Legislative Alert – Ohio Special Election

The AIA Columbus Board of Directors voted to oppose Issue 1.  The following was submitted to the Columbus Dispatch.

Vote No on August 8 for Public Works Viability

Having spent the last 20 plus years in the construction industry, and as an architect in the State of Ohio, I am hyper aware of the consequences of actions as they relate to the safety and welfare of the public.  It is with that in mind that when discussing this with the board of directors for the Columbus Chapter of the American Institute of Architects (AIA Columbus), we determined it would be appropriate to voice our opinion.

My firm primarily practices architecture related to public school construction – whether it’s new building or renovations to help bring an aging building up to current standards for things like ventilation and egress.  When participating in these types of projects, the funding is almost always influenced by some sort of state involvement, whether that’s by direct input of State funding or the potential future injection of State dollars.

Issue 1 would impact projects like schools, roads, and other publicly funded development because the funding is provided by an agency that would be in violation of the Constitution of the State of Ohio.  The State Constitution does not allow the state to take on more than $750,000 in debt for public construction.  Any debt above that amount is voted on by us, the citizens of Ohio, to provide constitutional authorization in the form of a bond levy.  Many of these debt authorizations in the past have not surpassed the 60% threshold that is being proposed by Issue 1, which would have systematically slowed Ohio’s development and prevented us from advancing the state to where it is today in terms of beauty and safety.  Some examples of these sorts of amendments are the ‘Clean Ohio Fund’ and the ‘Third Frontier Fund’.

Former Governor Bob Taft indicated that if Issue 1 had been in place when he was governor and his administration proposed the Clean Ohio Fund and the Third Frontier Fund, neither would have passed – saying “Any time someone wants to propose a new debt-financing initiative, it could be schools, it could be parks, it could be economic development, you’ve got to get approval from voters. That’s often difficult to get, especially at a 60% level.”  (Cleveland.com)
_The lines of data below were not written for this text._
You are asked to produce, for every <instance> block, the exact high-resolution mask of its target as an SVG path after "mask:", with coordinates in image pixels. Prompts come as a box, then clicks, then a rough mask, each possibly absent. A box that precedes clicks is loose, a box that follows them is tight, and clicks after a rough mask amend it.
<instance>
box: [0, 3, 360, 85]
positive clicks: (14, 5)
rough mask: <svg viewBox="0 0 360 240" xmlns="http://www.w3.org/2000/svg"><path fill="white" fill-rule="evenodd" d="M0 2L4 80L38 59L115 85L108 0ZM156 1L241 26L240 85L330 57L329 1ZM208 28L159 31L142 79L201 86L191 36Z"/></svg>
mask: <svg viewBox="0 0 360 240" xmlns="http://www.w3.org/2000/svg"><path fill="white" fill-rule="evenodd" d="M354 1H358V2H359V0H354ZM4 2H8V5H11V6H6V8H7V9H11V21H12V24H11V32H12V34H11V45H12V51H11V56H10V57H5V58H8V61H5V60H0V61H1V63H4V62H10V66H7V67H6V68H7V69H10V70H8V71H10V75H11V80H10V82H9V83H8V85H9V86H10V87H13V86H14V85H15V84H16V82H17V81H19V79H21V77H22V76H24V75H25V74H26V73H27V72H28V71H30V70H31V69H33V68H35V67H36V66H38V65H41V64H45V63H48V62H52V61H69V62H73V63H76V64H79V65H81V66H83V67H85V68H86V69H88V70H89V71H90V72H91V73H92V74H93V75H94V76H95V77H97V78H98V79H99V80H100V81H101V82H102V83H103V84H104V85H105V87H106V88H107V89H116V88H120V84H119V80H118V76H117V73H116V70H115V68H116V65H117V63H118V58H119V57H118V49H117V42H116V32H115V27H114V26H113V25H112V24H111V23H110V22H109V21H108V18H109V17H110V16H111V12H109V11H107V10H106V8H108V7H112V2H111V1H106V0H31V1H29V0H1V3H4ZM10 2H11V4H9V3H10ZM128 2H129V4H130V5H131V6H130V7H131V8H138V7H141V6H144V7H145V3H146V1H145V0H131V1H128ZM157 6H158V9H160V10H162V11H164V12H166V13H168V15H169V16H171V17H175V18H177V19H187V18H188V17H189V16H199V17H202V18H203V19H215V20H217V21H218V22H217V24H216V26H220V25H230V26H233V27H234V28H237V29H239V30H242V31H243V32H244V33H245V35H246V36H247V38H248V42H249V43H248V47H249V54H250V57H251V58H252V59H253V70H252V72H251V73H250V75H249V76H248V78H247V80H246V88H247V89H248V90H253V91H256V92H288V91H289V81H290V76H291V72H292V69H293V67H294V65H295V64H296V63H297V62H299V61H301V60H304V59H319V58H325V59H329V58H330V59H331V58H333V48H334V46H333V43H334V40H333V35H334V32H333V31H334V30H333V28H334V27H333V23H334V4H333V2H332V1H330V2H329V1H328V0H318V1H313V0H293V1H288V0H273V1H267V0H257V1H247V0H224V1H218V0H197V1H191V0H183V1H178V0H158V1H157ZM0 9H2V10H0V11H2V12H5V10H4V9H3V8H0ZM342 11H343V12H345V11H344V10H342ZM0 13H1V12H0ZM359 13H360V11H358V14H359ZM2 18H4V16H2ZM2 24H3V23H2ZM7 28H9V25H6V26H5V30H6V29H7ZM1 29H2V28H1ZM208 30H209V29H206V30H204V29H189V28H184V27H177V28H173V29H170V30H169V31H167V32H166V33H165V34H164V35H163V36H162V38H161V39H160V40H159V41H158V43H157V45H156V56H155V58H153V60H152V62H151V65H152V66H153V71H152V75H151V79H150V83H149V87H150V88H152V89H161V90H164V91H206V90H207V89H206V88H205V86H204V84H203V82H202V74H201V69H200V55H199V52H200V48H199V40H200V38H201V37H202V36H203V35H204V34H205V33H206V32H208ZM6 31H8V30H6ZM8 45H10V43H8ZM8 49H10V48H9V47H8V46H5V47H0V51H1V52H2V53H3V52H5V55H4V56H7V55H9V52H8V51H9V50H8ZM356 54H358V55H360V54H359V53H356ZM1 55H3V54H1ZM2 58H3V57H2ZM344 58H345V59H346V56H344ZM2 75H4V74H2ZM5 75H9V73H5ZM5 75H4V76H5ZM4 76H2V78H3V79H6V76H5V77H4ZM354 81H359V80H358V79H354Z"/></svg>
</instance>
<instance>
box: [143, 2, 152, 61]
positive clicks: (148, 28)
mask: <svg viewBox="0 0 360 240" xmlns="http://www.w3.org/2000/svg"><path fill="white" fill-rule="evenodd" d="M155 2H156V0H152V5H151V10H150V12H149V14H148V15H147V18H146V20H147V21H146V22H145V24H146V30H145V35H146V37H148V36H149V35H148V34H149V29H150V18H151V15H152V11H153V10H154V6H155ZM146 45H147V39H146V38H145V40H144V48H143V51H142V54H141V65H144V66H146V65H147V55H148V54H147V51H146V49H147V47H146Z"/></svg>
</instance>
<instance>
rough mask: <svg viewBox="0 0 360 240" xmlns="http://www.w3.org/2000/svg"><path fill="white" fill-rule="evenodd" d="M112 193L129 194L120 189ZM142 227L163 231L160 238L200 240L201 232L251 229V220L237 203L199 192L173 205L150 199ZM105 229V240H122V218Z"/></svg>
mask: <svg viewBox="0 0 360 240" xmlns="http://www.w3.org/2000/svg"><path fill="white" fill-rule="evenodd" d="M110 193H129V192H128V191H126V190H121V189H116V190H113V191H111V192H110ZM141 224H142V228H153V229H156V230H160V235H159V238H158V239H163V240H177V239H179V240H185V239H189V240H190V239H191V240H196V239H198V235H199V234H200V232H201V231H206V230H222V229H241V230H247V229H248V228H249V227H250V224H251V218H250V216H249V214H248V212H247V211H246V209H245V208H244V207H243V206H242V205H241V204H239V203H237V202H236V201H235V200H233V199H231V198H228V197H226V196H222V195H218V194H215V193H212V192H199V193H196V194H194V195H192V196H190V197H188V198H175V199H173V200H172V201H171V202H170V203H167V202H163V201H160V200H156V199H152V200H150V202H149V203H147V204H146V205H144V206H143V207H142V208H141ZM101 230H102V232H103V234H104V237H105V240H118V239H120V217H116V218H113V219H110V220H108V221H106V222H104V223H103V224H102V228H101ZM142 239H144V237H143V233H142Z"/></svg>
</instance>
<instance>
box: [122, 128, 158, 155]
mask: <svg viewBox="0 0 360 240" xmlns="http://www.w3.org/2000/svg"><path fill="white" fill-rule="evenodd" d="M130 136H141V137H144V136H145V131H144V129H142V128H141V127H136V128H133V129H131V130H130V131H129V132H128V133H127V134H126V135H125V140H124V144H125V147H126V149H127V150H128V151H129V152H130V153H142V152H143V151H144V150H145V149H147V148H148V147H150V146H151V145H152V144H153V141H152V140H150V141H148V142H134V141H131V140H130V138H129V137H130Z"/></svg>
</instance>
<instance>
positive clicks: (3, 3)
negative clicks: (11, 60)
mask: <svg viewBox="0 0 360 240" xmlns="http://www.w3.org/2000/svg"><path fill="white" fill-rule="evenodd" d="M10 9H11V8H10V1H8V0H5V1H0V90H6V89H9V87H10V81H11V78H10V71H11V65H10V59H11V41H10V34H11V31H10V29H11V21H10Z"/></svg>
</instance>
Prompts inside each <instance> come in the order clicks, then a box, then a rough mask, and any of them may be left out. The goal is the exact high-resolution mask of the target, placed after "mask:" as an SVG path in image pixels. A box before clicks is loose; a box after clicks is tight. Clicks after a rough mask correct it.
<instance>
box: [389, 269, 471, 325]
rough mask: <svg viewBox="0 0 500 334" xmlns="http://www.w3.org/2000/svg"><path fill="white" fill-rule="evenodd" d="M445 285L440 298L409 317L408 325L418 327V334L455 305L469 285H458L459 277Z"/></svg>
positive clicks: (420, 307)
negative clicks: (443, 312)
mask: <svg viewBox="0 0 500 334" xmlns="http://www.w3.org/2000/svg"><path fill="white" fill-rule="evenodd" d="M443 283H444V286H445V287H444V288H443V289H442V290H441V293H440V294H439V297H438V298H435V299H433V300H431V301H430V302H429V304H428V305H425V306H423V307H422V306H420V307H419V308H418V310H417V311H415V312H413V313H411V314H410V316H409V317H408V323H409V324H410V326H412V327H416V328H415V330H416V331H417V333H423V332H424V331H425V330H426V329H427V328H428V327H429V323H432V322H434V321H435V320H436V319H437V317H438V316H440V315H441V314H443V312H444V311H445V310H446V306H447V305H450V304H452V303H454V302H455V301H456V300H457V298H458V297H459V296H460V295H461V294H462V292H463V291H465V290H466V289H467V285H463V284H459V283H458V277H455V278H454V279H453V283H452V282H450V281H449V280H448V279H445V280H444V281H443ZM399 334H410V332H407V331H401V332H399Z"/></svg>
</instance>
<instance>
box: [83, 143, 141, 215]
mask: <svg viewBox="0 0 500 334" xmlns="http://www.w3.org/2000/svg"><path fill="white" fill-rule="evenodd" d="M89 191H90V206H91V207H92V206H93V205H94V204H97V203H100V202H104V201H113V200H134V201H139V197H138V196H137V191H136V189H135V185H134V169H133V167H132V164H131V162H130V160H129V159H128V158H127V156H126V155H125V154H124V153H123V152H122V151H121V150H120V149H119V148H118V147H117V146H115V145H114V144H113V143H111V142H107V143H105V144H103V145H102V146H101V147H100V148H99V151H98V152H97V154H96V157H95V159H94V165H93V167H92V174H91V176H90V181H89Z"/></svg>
For the sake of our state’s development I, along with AIA Columbus, AIA Cincinnati, and AIA Ohio, encourage you to vote No on Issue 1 at the ballot box for the August 8th election.  We owe it to our fellow Ohioans to have the chance to continue to prosper and develop a beautiful and safe state

Michael Vala, AIA is a local architect and a member of the AIA Columbus Board of Directors. This letter is written on behalf of the AIA Columbus Board of Directors.

From AIA Ohio

On Tuesday, August 8th, Ohioans will have the opportunity to cast their vote on Issue 1, a proposal that seeks to require a 60% super-majority for passing any constitutional amendments in Ohio. This simple change could have a significant impact on the practice of architecture.

Ohio’s debt limit has been capped at $750,000 by its constitution since 1851. This has required constitutional amendments to increase funding for many programs and issues including construction bonds.  When bonds are needed for new infrastructure construction or capital improvements, Ohio’s constitution requires that citizens vote to approve the funding.

Ballot initiatives such as affordable housing loans and grants, Ohio’s Third Frontier Fund, and the Clean Ohio Fund are examples of programs that were approved by a majority of citizens of Ohio and have had positive impacts on the design and construction industry. However, none of these would have passed if the proposed 60% threshold had been required.

Construction funding initiatives are vital to the growth and development of our communities. They enable the improvement of infrastructure, schools, parks, and other essential public amenities. Historically, constitutional amendments seldom pass by a significant margin, and many times, by only a few percentage points.  Capital funding via constitutional amendments is critical to the success of the construction industry, architecture firms and their employees.

AIA Ohio urges members to vote no on Issue 1. If passed, this amendment will likely have a significant and devastating effect on the architecture profession by setting the threshold to approve project funding too high and making it too difficult to meet. We ask that when you vote on August 8, you vote in your best interest and in the best interest of the profession.